Server-side rendering(SSR) is a method in which whenever we run a website page, the browser will send the request to the server, the server will process it, generate a fully rendered HTML page, and send it back to the browser.

We can create it in any frontend technology like VueJS, React, etc…

For more information visit Server-side rendering.

Let’s get started

I’m assuming that you have created a server-side rendered app using Vuejs and Vite. Otherwise, you can refer to Vite SSR docs.

I have divided the deployment and automation process into 3 steps.

  • Build an app.
  • Create a Docker Image and push it on ECR.
  • Create a cloudformation stack to automate deployment

Let’s get started!


1. Build an app

Run npm run build command, which will run vite build internally and create a dist folder containing all client and server-side code.

2. Create a Docker Image and push it on ECR.

Create a Docker file in the route directory and add the following code

FROM node:17 AS ui-build
WORKDIR /app
COPY vue-frontend/ ./
RUN npm install && npm run build

FROM node:17 AS server-build
WORKDIR /root/
COPY --from=ui-build /app/dist ./dist
COPY --from=ui-build /app/node_modules ./node_modules
COPY --from=ui-build /app/server.js /app/package*.json ./

EXPOSE 3000

CMD ["npm", "run", "serve"]
  • We are using version 17 of the node. Install dependencies using npm install and build the app using npm run build.
  • In the server-build stage, we will copy dist, server.js, node_modules, and package.json from the ui-build stage to the server-build.
  • Exposed port 3000 and run an app using npm run serve .

It’s time to push the docker image on ECR.

  • Create an ECR repository on the AWS console in the preferred region. After that, you will have the ECR image ARN .
  • Create deploy-ecr-image.sh file in the root directory and add the following scripts.

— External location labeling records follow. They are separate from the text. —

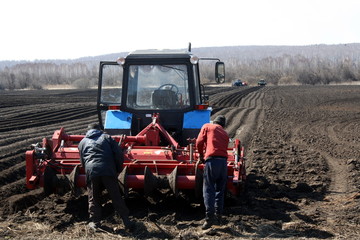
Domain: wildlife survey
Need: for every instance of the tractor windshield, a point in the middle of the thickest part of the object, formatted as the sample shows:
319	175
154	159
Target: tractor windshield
158	87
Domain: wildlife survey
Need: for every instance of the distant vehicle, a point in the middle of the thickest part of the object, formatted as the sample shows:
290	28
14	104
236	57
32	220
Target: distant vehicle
238	83
262	82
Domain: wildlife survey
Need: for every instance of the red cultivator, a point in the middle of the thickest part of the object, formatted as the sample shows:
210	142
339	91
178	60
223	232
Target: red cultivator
147	166
135	94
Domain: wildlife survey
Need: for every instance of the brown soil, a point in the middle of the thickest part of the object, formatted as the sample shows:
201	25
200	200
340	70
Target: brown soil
303	163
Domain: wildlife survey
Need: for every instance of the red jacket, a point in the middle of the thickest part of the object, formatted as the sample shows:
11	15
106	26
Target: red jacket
215	140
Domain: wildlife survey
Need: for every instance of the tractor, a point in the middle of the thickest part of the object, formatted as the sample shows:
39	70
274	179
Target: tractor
153	104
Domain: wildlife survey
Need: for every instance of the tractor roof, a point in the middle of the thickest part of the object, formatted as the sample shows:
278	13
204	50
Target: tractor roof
155	53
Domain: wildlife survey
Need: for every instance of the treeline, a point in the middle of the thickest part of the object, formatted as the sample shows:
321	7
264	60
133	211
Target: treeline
40	75
317	64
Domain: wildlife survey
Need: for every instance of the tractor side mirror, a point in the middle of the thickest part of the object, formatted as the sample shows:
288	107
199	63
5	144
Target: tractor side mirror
220	72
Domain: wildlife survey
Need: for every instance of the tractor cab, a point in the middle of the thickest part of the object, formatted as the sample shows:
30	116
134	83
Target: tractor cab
133	89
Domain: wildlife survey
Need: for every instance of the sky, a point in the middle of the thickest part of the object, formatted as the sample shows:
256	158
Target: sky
70	29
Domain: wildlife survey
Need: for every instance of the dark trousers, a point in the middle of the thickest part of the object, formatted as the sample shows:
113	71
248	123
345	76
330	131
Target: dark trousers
215	178
95	187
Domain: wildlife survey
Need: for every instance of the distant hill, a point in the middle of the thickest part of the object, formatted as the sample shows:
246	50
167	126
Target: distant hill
351	51
313	64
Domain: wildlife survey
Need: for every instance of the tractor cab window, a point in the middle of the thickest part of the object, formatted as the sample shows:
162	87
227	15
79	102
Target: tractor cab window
158	87
111	84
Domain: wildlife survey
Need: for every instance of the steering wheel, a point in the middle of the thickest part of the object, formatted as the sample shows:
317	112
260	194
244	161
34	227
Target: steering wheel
170	86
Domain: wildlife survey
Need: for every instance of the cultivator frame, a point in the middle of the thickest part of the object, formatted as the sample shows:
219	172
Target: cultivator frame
54	164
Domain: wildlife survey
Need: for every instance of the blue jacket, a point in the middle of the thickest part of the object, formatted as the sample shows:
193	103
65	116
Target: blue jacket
100	154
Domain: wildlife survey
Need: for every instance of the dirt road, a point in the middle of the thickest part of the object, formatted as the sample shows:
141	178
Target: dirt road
303	164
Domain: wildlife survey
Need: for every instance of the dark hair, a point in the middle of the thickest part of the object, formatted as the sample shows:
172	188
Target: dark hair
94	126
221	120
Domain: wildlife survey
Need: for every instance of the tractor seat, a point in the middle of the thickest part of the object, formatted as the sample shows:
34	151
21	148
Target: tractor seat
164	98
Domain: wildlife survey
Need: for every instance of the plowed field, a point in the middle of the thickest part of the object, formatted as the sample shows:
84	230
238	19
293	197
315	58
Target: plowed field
303	164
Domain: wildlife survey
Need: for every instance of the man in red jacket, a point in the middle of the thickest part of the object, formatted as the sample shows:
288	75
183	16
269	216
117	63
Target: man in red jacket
212	143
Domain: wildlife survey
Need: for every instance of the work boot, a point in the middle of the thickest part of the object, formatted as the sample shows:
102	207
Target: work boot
219	220
209	221
94	226
129	225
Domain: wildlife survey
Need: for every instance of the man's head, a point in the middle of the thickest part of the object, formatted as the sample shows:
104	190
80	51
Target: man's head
94	126
221	120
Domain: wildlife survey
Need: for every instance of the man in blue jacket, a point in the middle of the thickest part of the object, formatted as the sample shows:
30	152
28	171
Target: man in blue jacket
102	158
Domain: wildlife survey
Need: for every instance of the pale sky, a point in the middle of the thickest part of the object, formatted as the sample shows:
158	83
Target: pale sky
70	29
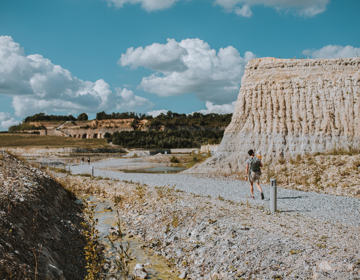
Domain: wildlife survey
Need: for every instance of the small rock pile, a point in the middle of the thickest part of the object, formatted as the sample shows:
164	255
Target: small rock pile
39	225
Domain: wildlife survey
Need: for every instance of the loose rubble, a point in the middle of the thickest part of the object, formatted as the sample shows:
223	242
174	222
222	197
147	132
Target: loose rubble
209	238
39	225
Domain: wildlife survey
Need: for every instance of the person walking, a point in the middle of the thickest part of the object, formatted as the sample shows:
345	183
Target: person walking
253	172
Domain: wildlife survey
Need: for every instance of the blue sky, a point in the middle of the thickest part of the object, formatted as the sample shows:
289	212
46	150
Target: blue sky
74	56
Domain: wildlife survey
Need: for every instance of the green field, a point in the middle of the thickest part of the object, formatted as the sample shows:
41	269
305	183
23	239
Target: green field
33	140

We will use $GITHUB-SHA to separate images per commit.

IMAGE_TAG="$GITHUB_SHA"

Get the login password of ECR and login into it to push the image.

aws ecr get-login-password --region < AWS-REGION > | docker login --username AWS --password-stdin < YOUR-ECR-URI >

Build a docker image from the Dockerfile.

docker build -t < DOCKER-IMAGE-NAME >:$IMAGE_TAG .

Create a target image to push on ECR.

docker tag < DOCKER-IMAGE-NAME >:$IMAGE_TAG $IMAGE_ARN:$IMAGE_TAG

Push image on ECR

docker push $IMAGE_ARN:$IMAGE_TAG

Here is the full code of deploy-ecr-image.sh.

#! /bin/bash

set -e

IMAGE_TAG="$GITHUB_SHA"
IMAGE_ARN=$1

aws ecr get-login-password --region < AWS-REGION > | docker login --username AWS --password-stdin < YOUR-ECR-URI >

docker build -t < DOCKER-IMAGE-NAME >:$IMAGE_TAG .

docker tag < DOCKER-IMAGE-NAME >:$IMAGE_TAG $IMAGE_ARN:$IMAGE_TAG

docker push $IMAGE_ARN:$IMAGE_TAG

Let’s automate these tasks in Github workflows.

Create IAM ROLE that will have permissions for our cloudformation stack resources.

Create deploy.yml in .github/workflows and add the following code.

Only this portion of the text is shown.